19 September 2019 10:10 PM



Is The Internet Reprogramming Our Brain?

Is The Internet Reprogramming Our Brain?

Recent conversations will people here and there made me realise that Google has made a whole bunch of people into ignoramus fools. The ability to think, research or create seems to have disappeared. I can see the changes. Discussions with others have led to the same conclusions. There is an uncomfortable sense that someone, or something, has been tinkering with our brains, remapping the neural circuitry, reprogramming the memory. We are not thinking the way we used to think.

A friend mentioned that she can feel it most strongly when she is reading. Immersing herself in a book or a lengthy article used to be easy. Her mind would get caught up in the narrative or the turns of the argument, and she would spend hours strolling through long stretches of prose. That’s rarely the case anymore. Now her concentration often starts to drift after two or three pages. She gets fidgety, loses the thread, and begins looking for something else to do.
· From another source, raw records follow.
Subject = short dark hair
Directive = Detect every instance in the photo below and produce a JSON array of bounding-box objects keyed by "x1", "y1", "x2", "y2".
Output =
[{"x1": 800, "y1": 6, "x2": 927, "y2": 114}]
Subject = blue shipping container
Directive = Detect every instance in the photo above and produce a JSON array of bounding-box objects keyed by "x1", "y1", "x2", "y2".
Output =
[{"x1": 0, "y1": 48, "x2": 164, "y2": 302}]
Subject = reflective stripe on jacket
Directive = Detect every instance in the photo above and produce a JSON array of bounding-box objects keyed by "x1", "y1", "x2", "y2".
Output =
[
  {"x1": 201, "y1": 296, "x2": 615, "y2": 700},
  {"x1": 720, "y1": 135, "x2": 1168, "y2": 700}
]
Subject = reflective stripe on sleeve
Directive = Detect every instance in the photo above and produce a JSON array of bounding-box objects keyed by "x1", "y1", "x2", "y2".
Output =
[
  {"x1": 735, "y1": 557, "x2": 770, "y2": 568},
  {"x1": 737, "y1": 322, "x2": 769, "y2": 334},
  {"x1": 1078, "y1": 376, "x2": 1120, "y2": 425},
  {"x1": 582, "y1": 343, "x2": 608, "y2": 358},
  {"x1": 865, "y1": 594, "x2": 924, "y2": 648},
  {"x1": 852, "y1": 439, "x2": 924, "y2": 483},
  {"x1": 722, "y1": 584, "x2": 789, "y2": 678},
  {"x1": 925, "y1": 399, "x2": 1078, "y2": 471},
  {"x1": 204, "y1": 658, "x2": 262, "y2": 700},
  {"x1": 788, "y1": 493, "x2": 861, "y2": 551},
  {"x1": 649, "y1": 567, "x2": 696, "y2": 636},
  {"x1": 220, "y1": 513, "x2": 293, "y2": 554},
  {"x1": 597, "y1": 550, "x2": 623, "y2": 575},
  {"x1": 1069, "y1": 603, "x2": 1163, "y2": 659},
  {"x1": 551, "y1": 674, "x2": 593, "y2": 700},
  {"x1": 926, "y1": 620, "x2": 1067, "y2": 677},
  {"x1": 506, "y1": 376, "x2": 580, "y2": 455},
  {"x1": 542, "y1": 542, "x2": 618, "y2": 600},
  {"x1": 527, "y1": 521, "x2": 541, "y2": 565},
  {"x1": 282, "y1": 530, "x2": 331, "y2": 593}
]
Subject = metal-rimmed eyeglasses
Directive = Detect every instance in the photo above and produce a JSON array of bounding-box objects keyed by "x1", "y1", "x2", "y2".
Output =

For more than a decade now, we have been spending a lot of time online, searching and surfing and sometimes adding to the great databases of the internet. The web has been a godsend to most people. Research that once required days in the stacks or periodical rooms of libraries can now be done in minutes. A few Google searches, some quick clicks on hyperlinks, and we land ourselves with all the information we need.
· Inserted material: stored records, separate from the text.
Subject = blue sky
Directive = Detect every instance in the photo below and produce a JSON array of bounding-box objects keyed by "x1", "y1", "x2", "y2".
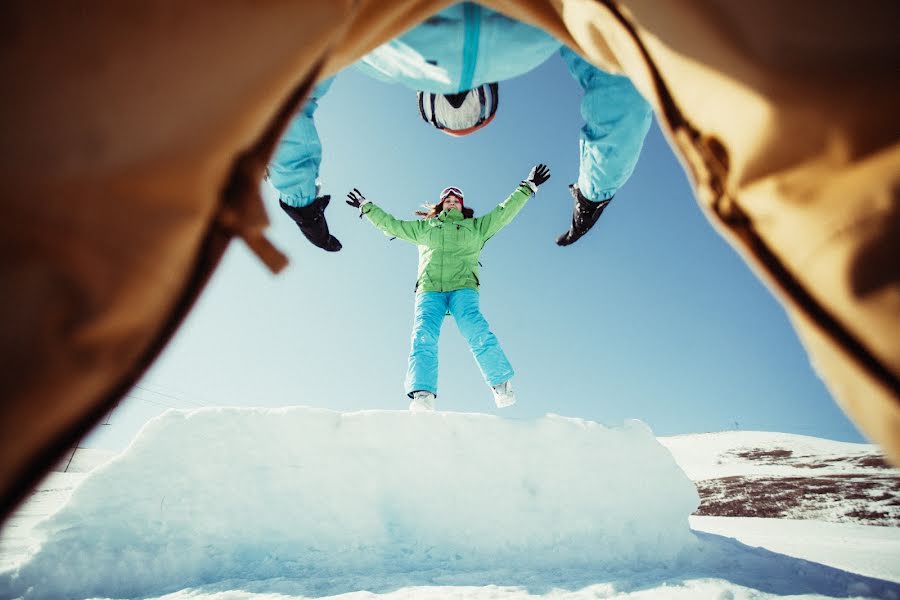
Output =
[{"x1": 84, "y1": 51, "x2": 865, "y2": 449}]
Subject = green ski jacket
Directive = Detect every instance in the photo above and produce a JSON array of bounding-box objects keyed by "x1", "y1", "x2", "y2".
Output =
[{"x1": 362, "y1": 184, "x2": 533, "y2": 293}]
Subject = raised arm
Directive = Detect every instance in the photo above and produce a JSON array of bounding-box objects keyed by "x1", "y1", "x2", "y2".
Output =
[
  {"x1": 475, "y1": 164, "x2": 551, "y2": 241},
  {"x1": 347, "y1": 189, "x2": 428, "y2": 244}
]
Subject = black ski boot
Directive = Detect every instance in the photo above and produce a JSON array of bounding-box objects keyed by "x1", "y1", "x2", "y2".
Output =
[
  {"x1": 556, "y1": 184, "x2": 612, "y2": 247},
  {"x1": 279, "y1": 196, "x2": 342, "y2": 252}
]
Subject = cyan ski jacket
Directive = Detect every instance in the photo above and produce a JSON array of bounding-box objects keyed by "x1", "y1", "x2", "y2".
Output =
[
  {"x1": 269, "y1": 2, "x2": 651, "y2": 207},
  {"x1": 362, "y1": 183, "x2": 533, "y2": 293}
]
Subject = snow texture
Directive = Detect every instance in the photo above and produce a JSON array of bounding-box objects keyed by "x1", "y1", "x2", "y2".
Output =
[{"x1": 0, "y1": 408, "x2": 699, "y2": 599}]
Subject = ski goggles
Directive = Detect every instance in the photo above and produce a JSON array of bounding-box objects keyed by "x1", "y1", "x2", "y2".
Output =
[{"x1": 439, "y1": 186, "x2": 464, "y2": 202}]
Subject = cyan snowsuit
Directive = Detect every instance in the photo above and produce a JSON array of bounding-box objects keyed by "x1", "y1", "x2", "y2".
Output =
[
  {"x1": 269, "y1": 3, "x2": 652, "y2": 207},
  {"x1": 361, "y1": 184, "x2": 533, "y2": 395}
]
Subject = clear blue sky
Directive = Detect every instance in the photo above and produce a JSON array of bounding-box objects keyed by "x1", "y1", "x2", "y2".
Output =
[{"x1": 84, "y1": 51, "x2": 866, "y2": 450}]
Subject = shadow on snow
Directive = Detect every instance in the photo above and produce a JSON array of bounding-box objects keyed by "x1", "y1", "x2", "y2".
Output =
[{"x1": 144, "y1": 531, "x2": 900, "y2": 599}]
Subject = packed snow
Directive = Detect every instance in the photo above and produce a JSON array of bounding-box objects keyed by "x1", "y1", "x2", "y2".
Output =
[
  {"x1": 691, "y1": 516, "x2": 900, "y2": 585},
  {"x1": 1, "y1": 408, "x2": 699, "y2": 599},
  {"x1": 1, "y1": 409, "x2": 898, "y2": 600}
]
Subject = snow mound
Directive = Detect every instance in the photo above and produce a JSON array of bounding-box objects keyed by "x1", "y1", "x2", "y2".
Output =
[{"x1": 1, "y1": 408, "x2": 698, "y2": 599}]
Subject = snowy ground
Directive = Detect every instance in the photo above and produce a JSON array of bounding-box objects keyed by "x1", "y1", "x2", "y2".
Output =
[
  {"x1": 660, "y1": 432, "x2": 885, "y2": 481},
  {"x1": 1, "y1": 408, "x2": 898, "y2": 600},
  {"x1": 660, "y1": 432, "x2": 900, "y2": 526}
]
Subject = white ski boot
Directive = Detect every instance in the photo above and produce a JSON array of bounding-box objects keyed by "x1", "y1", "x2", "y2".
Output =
[
  {"x1": 409, "y1": 390, "x2": 436, "y2": 412},
  {"x1": 491, "y1": 380, "x2": 516, "y2": 408}
]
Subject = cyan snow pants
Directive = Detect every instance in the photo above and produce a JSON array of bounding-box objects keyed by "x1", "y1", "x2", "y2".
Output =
[{"x1": 405, "y1": 289, "x2": 513, "y2": 396}]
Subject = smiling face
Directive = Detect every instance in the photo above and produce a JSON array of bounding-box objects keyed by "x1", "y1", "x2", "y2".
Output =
[{"x1": 441, "y1": 194, "x2": 463, "y2": 212}]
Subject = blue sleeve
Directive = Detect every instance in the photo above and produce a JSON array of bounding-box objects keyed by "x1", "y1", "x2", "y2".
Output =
[
  {"x1": 560, "y1": 47, "x2": 652, "y2": 201},
  {"x1": 267, "y1": 77, "x2": 335, "y2": 208}
]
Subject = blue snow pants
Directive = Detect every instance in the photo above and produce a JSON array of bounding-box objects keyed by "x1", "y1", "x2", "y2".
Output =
[{"x1": 406, "y1": 289, "x2": 513, "y2": 397}]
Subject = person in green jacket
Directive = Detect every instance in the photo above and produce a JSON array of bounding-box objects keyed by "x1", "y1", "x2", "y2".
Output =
[{"x1": 346, "y1": 164, "x2": 551, "y2": 411}]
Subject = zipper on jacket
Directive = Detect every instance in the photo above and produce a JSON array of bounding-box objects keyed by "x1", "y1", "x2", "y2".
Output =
[
  {"x1": 440, "y1": 223, "x2": 446, "y2": 291},
  {"x1": 459, "y1": 3, "x2": 481, "y2": 92},
  {"x1": 596, "y1": 0, "x2": 900, "y2": 399}
]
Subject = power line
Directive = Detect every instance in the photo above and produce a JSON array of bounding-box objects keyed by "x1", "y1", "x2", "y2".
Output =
[
  {"x1": 89, "y1": 385, "x2": 207, "y2": 429},
  {"x1": 123, "y1": 393, "x2": 179, "y2": 410},
  {"x1": 134, "y1": 382, "x2": 209, "y2": 408}
]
Now a universal medium, the internet is a conduit for most of the information that flows through our eyes and ears and into our mind. The advantages of having immediate access to such an incredibly rich store of information are many, and they’ve been widely described and duly applauded. But this boon comes at a price as this is not just passive channels of information. They supply the material for our thought, but they also shape the process of thought. It is also removing our capacity for concentration and contemplation.

The more we use the internet, the more we have to fight to stay focused on long pieces of writing as it has altered our mental habits. It is clear that users are not reading online in the traditional sense; indeed there are signs that new forms of reading are emerging as users ‘power browse’ horizontally through titles, contents pages and abstracts going for quick wins. It almost seems that they go online to avoid reading in the traditional sense.
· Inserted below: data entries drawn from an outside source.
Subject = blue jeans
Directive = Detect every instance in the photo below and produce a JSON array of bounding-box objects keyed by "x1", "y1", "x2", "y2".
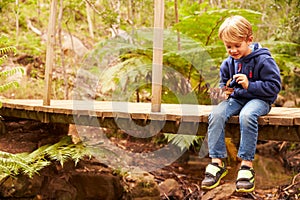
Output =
[{"x1": 207, "y1": 98, "x2": 271, "y2": 161}]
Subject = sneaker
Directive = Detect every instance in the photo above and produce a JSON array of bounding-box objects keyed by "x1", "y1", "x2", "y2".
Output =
[
  {"x1": 201, "y1": 162, "x2": 228, "y2": 190},
  {"x1": 236, "y1": 165, "x2": 255, "y2": 193}
]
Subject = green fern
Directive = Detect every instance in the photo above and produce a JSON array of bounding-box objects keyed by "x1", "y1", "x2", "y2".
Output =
[
  {"x1": 86, "y1": 30, "x2": 214, "y2": 104},
  {"x1": 0, "y1": 67, "x2": 24, "y2": 78},
  {"x1": 0, "y1": 151, "x2": 36, "y2": 177},
  {"x1": 0, "y1": 46, "x2": 24, "y2": 102},
  {"x1": 0, "y1": 47, "x2": 16, "y2": 59},
  {"x1": 0, "y1": 47, "x2": 16, "y2": 67},
  {"x1": 0, "y1": 136, "x2": 91, "y2": 180},
  {"x1": 164, "y1": 133, "x2": 203, "y2": 151}
]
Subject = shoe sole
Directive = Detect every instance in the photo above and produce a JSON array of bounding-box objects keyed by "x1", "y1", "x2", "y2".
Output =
[
  {"x1": 201, "y1": 169, "x2": 228, "y2": 190},
  {"x1": 236, "y1": 184, "x2": 255, "y2": 193}
]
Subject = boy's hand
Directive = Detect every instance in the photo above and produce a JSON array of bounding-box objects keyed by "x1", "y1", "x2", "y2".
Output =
[
  {"x1": 224, "y1": 87, "x2": 234, "y2": 98},
  {"x1": 209, "y1": 87, "x2": 227, "y2": 101},
  {"x1": 233, "y1": 74, "x2": 249, "y2": 89},
  {"x1": 209, "y1": 86, "x2": 234, "y2": 102}
]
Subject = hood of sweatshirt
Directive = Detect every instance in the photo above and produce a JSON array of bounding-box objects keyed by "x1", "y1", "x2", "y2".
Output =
[{"x1": 235, "y1": 43, "x2": 271, "y2": 63}]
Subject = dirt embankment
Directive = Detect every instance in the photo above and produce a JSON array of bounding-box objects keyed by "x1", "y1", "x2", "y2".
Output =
[{"x1": 0, "y1": 118, "x2": 299, "y2": 199}]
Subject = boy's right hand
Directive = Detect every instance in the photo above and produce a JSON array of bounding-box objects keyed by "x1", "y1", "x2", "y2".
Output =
[
  {"x1": 224, "y1": 87, "x2": 234, "y2": 98},
  {"x1": 209, "y1": 86, "x2": 234, "y2": 101},
  {"x1": 209, "y1": 87, "x2": 227, "y2": 101}
]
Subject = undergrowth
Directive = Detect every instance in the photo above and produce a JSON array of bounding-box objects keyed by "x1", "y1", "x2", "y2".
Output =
[{"x1": 0, "y1": 136, "x2": 90, "y2": 180}]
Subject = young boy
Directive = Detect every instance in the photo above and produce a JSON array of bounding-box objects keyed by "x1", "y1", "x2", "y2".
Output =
[{"x1": 201, "y1": 15, "x2": 281, "y2": 192}]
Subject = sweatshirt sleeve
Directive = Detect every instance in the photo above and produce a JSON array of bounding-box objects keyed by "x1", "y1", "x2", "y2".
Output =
[{"x1": 235, "y1": 57, "x2": 281, "y2": 101}]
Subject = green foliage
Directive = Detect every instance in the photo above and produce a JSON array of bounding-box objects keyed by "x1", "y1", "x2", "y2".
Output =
[
  {"x1": 0, "y1": 136, "x2": 90, "y2": 179},
  {"x1": 0, "y1": 0, "x2": 299, "y2": 102},
  {"x1": 262, "y1": 41, "x2": 300, "y2": 96},
  {"x1": 173, "y1": 6, "x2": 262, "y2": 73},
  {"x1": 81, "y1": 29, "x2": 216, "y2": 104},
  {"x1": 3, "y1": 79, "x2": 45, "y2": 100},
  {"x1": 174, "y1": 7, "x2": 262, "y2": 46},
  {"x1": 0, "y1": 46, "x2": 24, "y2": 104},
  {"x1": 164, "y1": 133, "x2": 203, "y2": 151},
  {"x1": 0, "y1": 0, "x2": 14, "y2": 12},
  {"x1": 0, "y1": 46, "x2": 16, "y2": 58}
]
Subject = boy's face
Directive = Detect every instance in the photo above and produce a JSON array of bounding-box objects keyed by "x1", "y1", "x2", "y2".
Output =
[{"x1": 223, "y1": 37, "x2": 253, "y2": 60}]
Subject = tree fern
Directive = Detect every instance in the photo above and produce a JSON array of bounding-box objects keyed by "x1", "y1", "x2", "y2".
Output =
[
  {"x1": 82, "y1": 29, "x2": 214, "y2": 104},
  {"x1": 0, "y1": 136, "x2": 91, "y2": 181},
  {"x1": 0, "y1": 151, "x2": 36, "y2": 178},
  {"x1": 0, "y1": 46, "x2": 16, "y2": 58},
  {"x1": 0, "y1": 46, "x2": 24, "y2": 107},
  {"x1": 164, "y1": 133, "x2": 203, "y2": 151}
]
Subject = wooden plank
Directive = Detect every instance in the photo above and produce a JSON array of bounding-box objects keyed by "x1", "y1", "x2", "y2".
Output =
[
  {"x1": 1, "y1": 99, "x2": 300, "y2": 141},
  {"x1": 1, "y1": 99, "x2": 300, "y2": 126},
  {"x1": 131, "y1": 113, "x2": 148, "y2": 120},
  {"x1": 148, "y1": 113, "x2": 166, "y2": 121},
  {"x1": 267, "y1": 115, "x2": 294, "y2": 126},
  {"x1": 102, "y1": 111, "x2": 116, "y2": 118},
  {"x1": 294, "y1": 117, "x2": 300, "y2": 125},
  {"x1": 181, "y1": 115, "x2": 202, "y2": 123},
  {"x1": 227, "y1": 116, "x2": 239, "y2": 124}
]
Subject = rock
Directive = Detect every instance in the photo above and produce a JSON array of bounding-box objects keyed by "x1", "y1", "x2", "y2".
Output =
[
  {"x1": 61, "y1": 32, "x2": 89, "y2": 58},
  {"x1": 125, "y1": 168, "x2": 160, "y2": 200},
  {"x1": 68, "y1": 124, "x2": 81, "y2": 144},
  {"x1": 202, "y1": 183, "x2": 236, "y2": 200},
  {"x1": 158, "y1": 178, "x2": 184, "y2": 199},
  {"x1": 71, "y1": 172, "x2": 123, "y2": 200},
  {"x1": 43, "y1": 175, "x2": 77, "y2": 200},
  {"x1": 0, "y1": 160, "x2": 123, "y2": 200},
  {"x1": 283, "y1": 100, "x2": 295, "y2": 107},
  {"x1": 274, "y1": 94, "x2": 286, "y2": 107},
  {"x1": 0, "y1": 174, "x2": 44, "y2": 198}
]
When we read online, we tend to become mere decoders of information. Our ability to interpret text, to make the rich mental connections that form when we read deeply and without distraction, remains largely disengaged. The human brain is almost infinitely malleable. The internet promises to have particularly far-reaching effects on cognition. It is proved that a digital computer, which at the time existed only as a theoretical machine, could be programmed to perform the function of any other information-processing device. And that’s what we’re seeing today. The internet, an immeasurably powerful computing system, is subsuming most of our other intellectual technologies. It’s becoming our map and our clock, our printing press and our typewriter, our calculator and our telephone, and our radio and TV.

Never has a communications system played so many roles in our lives or exerted such broad influence over our thoughts as the internet does today. Yet, for all that’s been written about this, there’s been little consideration of how, exactly, it’s reprogramming us. The intellectual ethic remains obscure.

Google’s headquarters, in Mountain View, California had declared that its mission is ‘to organize the world’s information and make it universally accessible and useful’. It seeks to develop the perfect search engine, which it defines as something that understands exactly what you mean and gives you back exactly what you want. In Google’s view, information is a kind of commodity, a utilitarian resource that can be mined and processed with industrial efficiency. The more pieces of information we can access and the faster we can extract their gist, the more productive we become as thinkers.

The idea that our minds should operate as high-speed data-processing machines is not only built into the workings of the internet, it is the network’s reigning business model as well. The faster we surf, the more links we click and pages we view—the more opportunities Google and other companies gain to collect information about us and to feed us advertisements. Most of the proprietors of have a financial stake in collecting the titbits of data we leave behind as we flit from link to link—the more scraps, the better. The last thing these companies want is to encourage leisurely reading or slow, concentrated thought. It’s in their economic interest to drive us to distraction.

Is there cause to worry? Just as there’s a tendency to glorify technological progress, there’s a countertendency to expect the worst of every new tool or machine. If we lose those quiet spaces, or fill them up with content, we will sacrifice something important not only in our selves but in our thinking. Are we taking the risk of turning into intellects of fools as we connect with that vast network of information accessed by the mere touch of a button?